Jen started with the comment that “it’s impossible to manage the ecosystem” when the community spans domain and geographic boundaries. For example, Digg’s ecosystem includes the Digg website, mainstream media, social media, blogs, Facebook and Twitter. The challenge is to monitor conversations about your brand across all of these channels. Jen takes a structured approach to monitoring conversations that include taking a high level view, determining how to react adn respond and then communicating the health of the community to executive management.
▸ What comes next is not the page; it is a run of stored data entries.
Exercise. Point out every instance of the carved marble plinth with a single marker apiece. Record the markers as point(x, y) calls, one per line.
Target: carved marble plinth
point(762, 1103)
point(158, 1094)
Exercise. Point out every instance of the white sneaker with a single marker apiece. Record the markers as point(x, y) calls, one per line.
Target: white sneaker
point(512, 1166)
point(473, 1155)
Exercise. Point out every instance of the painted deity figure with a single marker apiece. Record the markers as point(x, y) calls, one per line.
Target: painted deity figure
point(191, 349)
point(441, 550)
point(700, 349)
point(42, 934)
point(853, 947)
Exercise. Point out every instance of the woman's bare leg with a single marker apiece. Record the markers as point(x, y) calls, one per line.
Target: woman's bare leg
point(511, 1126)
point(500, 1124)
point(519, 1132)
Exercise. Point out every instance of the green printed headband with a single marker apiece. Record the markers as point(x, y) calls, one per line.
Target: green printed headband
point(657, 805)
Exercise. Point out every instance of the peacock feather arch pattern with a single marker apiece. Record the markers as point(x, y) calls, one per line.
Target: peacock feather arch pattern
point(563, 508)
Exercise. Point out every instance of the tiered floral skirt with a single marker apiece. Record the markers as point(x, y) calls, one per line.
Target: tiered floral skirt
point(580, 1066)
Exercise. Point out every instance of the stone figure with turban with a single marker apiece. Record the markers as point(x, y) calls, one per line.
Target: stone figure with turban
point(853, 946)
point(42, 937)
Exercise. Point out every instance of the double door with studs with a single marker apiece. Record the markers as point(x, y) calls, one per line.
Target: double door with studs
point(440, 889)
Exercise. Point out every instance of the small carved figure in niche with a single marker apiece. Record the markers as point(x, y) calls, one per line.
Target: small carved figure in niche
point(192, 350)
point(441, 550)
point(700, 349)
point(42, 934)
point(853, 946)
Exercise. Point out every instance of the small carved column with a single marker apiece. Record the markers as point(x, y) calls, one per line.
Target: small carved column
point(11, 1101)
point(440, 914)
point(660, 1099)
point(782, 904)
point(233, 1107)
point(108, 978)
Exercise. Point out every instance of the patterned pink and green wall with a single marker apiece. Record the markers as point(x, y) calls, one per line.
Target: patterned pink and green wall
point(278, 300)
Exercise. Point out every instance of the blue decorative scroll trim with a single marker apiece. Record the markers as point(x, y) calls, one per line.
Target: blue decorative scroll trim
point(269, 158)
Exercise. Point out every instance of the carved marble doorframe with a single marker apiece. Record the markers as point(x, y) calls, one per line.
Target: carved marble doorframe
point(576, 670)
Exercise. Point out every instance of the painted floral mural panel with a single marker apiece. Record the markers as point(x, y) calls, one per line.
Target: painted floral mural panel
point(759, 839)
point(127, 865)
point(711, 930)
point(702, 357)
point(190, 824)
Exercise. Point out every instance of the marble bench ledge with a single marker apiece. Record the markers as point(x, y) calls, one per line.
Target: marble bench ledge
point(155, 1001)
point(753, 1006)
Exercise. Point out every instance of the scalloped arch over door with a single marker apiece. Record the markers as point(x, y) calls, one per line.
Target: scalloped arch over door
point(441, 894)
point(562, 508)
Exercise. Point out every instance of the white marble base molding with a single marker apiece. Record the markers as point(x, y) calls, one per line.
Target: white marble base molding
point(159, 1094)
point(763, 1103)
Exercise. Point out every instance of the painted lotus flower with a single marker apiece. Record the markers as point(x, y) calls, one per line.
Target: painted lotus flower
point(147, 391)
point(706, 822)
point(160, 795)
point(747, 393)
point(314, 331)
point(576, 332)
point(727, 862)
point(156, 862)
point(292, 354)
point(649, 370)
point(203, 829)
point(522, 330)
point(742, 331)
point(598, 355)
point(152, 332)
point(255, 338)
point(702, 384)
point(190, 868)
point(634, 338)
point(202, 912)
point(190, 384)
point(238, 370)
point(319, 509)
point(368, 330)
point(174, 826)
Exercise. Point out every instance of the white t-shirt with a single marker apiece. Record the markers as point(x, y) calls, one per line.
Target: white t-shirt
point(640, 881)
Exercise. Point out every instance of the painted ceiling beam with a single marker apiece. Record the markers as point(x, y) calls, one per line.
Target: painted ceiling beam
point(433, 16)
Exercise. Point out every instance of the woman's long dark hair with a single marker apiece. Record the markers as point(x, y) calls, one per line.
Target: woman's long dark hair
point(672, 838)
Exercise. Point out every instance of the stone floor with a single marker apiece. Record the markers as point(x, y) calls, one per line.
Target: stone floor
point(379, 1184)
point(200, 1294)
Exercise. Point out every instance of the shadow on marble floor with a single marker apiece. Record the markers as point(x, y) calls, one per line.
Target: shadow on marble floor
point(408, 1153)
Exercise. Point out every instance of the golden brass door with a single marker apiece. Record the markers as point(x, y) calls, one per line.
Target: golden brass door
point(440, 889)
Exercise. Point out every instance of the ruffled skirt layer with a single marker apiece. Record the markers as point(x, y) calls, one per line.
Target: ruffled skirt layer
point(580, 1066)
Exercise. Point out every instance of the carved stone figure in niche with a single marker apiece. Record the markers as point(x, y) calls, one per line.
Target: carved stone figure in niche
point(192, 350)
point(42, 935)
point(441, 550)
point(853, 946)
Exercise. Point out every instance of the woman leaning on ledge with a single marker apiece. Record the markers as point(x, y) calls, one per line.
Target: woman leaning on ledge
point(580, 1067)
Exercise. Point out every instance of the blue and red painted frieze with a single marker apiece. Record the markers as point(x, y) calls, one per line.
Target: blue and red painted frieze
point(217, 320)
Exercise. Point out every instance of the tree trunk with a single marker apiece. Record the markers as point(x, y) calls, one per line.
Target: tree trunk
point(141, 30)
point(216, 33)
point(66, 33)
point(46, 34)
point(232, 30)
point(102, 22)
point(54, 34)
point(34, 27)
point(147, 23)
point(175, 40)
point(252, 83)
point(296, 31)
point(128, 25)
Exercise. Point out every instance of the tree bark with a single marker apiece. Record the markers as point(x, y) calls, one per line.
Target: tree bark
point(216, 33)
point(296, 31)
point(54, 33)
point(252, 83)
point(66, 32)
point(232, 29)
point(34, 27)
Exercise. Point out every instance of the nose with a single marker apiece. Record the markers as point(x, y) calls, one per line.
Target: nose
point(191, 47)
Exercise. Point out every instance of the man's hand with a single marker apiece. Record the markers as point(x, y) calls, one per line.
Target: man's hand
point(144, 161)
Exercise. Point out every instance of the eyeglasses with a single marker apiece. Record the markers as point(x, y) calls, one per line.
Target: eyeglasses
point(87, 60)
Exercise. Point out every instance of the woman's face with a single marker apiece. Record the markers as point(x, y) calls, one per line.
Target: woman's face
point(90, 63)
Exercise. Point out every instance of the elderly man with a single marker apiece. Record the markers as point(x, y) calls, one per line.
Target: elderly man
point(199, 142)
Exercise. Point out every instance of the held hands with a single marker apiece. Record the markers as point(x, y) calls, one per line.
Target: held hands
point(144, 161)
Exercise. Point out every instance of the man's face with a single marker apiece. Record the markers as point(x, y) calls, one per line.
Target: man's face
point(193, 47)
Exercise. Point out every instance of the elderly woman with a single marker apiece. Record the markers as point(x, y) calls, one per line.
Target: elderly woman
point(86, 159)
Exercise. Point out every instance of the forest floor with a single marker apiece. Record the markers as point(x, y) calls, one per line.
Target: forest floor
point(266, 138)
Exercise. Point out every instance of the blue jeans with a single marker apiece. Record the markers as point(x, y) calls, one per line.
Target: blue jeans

In summary, Jen noted that it is important to:
- define the ecosystem but be open to change
- provide tools for members to communicate with each other
- monitor conversations without moderating
- accept that swells and uprisings will occur
- don’t forget to keep an eye out for the good times
Erica Kuhl described a similar ecosystem for Salesforce.com and noted that it is important to go where the conversations are which include official and unofficial pages on Facebook and groups in LinkedIn. Salesforce.com also gets immediate feedback and page-specific feedback using Opinion Lab. Additional feedback comes from discussions boards (1350 posts per month) and Idea Exchange which has received more than 10,000 ideas and 230,000 votes since it was launched. Erica is the primary author on one of the 16 Salesforce.com blogs. Finally, user groups are still very important to Salesforce and there are currently 85 user groups with 13,000 active members that conduct more than 60 meetings per quarter.